Barrels + Beer

Bourbon Barrel Aged Beers
Partly due to bourbon’s surging popularity, beer aged in used bourbon barrels has become prevalent in the industry. A brewer may take a heavy imperial stout with a typical ABV between 7-9% and age it in used bourbon barrels for anywhere between three to 18 months. The beer soaks up the bourbon and oak flavors – such as roasted spices, dark cherry, caramel and sweet vanilla. The final product will be something like Firestone Walker’s Parabola – Russian Imperial Stout which clocks in at 12.7% ABV.
Others will solera age beer in bourbon barrels like a Spanish sherry or rum, and increase the alcohol by volume up to 28% (Sam Adam’s “Utopias,” 28% ABV) which teeters on the verge of being almost port-like.
Tequila Barrel Aged Beers
Some brewers have mastered the use of tequila barrels which impart some earthy, agave-like tones from the barrel. These flavors complement a salty Gose and create a “margarita” style beer, such as Rhinegeist Brewing’s, “Marg Monday,” 5.2% ABV.
Creative Barrel Exploration
Other barrel-aged beer gets really creative – for example J. Wakefield Brewing, “Bake Kujira - Maple Rum Barrel Aged Big Poppa” 17% ABV - an American Double Imperial Stout with coffee, coconut, and vanilla beans added, that is finished in a rum barrel that also aged maple-syrup.
If you haven’t, I suggest you venture out of your usual beer order and try a wine barrel-aged sour with dinner or bourbon barrel-aged stout for dessert.

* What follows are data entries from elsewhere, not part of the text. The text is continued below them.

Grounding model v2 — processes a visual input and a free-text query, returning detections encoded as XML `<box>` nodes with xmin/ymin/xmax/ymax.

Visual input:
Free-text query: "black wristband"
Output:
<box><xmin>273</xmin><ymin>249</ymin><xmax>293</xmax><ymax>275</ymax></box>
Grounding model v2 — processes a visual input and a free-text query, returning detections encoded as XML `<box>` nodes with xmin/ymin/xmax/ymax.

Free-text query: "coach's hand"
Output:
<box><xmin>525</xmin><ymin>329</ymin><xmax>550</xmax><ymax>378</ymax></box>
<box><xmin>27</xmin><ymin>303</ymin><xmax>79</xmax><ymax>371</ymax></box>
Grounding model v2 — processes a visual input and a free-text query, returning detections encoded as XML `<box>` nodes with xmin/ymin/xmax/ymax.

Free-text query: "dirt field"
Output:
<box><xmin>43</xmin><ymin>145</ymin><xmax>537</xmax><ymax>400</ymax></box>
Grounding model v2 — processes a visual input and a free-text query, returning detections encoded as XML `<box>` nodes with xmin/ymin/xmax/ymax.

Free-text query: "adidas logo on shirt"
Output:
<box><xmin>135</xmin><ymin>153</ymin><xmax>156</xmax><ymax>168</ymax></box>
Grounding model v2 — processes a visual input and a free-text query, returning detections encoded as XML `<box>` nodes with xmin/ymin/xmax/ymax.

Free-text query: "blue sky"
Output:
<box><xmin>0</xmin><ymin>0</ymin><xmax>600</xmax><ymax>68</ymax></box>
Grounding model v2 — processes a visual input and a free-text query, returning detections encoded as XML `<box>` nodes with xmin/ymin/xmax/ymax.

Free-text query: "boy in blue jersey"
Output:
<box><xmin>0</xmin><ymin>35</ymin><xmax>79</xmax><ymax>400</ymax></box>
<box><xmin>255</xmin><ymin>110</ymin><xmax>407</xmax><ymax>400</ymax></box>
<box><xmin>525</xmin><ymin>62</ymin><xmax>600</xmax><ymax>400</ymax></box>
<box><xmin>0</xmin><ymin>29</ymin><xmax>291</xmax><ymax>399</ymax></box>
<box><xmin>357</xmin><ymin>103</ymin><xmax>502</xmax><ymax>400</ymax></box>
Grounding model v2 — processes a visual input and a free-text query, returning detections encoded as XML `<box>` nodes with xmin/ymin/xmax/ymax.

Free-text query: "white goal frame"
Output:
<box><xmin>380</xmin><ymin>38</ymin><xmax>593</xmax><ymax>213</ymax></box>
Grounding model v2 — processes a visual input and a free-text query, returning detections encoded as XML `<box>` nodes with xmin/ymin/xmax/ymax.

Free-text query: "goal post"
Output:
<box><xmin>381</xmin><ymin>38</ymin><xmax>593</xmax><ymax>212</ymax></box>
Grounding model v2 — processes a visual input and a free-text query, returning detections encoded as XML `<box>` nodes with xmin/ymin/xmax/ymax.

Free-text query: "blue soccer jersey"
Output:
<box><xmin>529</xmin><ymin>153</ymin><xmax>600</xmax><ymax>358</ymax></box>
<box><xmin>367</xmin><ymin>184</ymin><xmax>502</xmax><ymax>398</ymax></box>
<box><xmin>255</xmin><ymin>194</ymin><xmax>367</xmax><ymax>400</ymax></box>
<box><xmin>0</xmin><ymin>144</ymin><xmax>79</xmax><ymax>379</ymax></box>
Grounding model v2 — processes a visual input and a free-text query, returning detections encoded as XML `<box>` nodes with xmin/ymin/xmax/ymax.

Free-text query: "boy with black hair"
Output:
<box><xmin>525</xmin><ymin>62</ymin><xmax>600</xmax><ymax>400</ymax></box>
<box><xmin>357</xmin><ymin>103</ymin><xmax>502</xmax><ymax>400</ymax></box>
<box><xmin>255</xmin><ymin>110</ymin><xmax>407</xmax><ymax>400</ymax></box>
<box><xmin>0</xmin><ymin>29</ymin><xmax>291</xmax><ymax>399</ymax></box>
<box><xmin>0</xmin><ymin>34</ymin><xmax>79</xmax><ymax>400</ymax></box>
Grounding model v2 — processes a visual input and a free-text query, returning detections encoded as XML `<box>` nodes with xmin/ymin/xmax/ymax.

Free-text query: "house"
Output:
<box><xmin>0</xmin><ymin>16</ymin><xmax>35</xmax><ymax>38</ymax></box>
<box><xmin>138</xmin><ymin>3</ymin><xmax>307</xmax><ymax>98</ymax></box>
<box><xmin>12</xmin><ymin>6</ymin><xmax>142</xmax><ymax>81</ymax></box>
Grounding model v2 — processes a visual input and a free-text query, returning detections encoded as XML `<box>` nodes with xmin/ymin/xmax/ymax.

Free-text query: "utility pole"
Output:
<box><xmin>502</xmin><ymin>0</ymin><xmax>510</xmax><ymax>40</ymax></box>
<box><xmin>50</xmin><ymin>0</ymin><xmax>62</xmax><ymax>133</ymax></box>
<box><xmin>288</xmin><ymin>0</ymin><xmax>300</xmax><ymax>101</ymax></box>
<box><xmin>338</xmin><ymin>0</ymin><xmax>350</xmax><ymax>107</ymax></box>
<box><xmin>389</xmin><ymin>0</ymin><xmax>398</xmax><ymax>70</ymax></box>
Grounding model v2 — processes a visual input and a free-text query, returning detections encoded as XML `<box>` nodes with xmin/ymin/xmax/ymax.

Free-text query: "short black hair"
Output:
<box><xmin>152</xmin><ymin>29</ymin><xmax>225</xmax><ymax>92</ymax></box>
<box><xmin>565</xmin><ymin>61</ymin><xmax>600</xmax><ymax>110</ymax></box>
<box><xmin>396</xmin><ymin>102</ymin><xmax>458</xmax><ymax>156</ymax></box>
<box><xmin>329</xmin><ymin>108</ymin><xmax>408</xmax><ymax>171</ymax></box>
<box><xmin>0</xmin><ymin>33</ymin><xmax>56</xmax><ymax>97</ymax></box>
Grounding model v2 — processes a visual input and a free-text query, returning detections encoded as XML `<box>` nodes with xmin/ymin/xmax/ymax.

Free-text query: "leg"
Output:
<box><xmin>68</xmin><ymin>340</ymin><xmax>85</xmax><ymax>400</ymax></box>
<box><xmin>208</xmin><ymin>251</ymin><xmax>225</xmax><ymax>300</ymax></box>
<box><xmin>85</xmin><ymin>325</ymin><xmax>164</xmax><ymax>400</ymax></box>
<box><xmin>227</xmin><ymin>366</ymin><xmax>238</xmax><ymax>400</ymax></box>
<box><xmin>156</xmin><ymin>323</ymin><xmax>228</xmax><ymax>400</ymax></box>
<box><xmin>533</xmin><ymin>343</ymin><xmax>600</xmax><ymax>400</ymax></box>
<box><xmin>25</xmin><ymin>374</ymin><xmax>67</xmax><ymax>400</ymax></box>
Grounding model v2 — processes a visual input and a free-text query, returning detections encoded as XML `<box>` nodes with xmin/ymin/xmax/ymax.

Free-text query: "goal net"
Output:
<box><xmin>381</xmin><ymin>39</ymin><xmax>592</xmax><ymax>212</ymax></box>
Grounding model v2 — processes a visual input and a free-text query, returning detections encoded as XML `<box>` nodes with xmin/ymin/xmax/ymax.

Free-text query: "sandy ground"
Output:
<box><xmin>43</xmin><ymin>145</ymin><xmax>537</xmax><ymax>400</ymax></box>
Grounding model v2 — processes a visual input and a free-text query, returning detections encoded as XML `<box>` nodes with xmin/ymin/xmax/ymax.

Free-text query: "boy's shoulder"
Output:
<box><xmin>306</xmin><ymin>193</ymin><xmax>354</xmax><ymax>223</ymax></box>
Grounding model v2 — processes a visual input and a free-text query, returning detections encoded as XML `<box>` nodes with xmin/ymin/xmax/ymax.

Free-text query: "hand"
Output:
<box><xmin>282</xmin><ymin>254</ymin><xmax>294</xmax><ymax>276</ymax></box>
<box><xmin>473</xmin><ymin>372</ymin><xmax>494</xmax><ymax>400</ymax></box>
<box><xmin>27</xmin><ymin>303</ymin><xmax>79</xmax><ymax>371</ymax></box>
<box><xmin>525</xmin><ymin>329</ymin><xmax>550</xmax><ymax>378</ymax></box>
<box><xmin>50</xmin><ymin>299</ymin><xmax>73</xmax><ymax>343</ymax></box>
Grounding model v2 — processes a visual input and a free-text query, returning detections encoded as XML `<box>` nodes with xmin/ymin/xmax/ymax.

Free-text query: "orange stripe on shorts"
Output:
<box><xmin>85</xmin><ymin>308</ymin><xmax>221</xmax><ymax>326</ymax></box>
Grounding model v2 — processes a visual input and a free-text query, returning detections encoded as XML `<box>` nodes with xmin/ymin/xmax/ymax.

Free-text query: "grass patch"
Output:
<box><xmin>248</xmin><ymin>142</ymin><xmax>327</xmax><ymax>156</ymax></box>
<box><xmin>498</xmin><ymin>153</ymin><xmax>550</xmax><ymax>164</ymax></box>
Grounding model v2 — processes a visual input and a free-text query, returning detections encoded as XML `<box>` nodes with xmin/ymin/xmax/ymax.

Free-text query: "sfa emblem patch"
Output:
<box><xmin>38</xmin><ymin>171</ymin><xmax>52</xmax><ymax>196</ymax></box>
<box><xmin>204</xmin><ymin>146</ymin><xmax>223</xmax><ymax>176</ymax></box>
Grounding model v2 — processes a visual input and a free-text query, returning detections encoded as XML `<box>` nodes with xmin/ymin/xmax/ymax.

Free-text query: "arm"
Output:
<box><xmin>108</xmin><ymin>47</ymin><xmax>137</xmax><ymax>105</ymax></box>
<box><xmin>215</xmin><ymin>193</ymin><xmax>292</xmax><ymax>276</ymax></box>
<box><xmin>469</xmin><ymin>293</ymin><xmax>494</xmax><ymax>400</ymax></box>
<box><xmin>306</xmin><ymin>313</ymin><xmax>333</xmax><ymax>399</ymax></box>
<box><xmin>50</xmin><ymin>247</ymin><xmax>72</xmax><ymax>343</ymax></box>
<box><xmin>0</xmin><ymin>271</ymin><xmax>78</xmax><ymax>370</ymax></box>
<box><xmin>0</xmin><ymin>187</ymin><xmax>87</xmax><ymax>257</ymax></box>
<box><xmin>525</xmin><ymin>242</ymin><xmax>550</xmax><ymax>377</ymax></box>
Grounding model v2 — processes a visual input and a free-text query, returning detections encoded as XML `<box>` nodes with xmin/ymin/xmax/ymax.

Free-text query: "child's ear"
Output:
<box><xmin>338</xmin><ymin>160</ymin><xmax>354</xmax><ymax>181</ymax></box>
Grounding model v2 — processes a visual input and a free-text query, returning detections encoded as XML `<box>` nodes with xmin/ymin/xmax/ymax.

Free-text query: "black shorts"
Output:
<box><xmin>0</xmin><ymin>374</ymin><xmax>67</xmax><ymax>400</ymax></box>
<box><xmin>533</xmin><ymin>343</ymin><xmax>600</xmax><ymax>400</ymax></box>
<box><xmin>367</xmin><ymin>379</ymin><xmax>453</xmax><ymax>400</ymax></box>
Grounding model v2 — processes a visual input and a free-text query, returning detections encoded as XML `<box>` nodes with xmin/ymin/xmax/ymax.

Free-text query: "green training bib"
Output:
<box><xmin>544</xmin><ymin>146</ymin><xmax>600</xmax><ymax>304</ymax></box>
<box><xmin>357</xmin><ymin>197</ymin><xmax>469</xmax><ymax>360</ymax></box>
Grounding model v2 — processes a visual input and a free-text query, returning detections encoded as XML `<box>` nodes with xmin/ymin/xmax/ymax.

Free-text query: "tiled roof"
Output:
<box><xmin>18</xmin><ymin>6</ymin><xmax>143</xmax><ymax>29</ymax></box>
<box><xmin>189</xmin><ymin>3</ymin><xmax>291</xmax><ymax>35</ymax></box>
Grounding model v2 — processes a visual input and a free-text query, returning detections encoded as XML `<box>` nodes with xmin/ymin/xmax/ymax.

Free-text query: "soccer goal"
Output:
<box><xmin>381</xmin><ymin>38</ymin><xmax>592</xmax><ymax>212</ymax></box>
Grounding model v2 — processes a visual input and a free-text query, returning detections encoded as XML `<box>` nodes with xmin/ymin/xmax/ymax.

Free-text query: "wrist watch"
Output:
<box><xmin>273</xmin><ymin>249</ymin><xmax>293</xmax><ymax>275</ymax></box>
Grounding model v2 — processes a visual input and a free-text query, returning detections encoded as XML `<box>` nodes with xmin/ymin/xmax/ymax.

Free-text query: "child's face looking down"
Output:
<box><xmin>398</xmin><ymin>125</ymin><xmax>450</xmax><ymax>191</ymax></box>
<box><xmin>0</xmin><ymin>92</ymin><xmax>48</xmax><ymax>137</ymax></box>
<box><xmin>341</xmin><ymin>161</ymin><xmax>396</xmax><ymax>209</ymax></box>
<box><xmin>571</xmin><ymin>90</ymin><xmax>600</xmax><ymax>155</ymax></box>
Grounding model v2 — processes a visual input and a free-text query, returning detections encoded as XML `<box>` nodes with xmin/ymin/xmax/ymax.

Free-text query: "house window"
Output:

I think you will be pleasantly surprised by the variety of flavors you can discover in barrel-aged craft beer.
As a full-service, used barrel cooperage, Kentucky Bourbon Barrel (a subsidiary of Independent Stave Company) inspects, tests, and repairs hundreds of thousands of used barrels a year. Many of these are shipped to breweries around the world. Our barrels come from producers of bourbon, whiskey, rum, tequila, sherry, bitters, and more.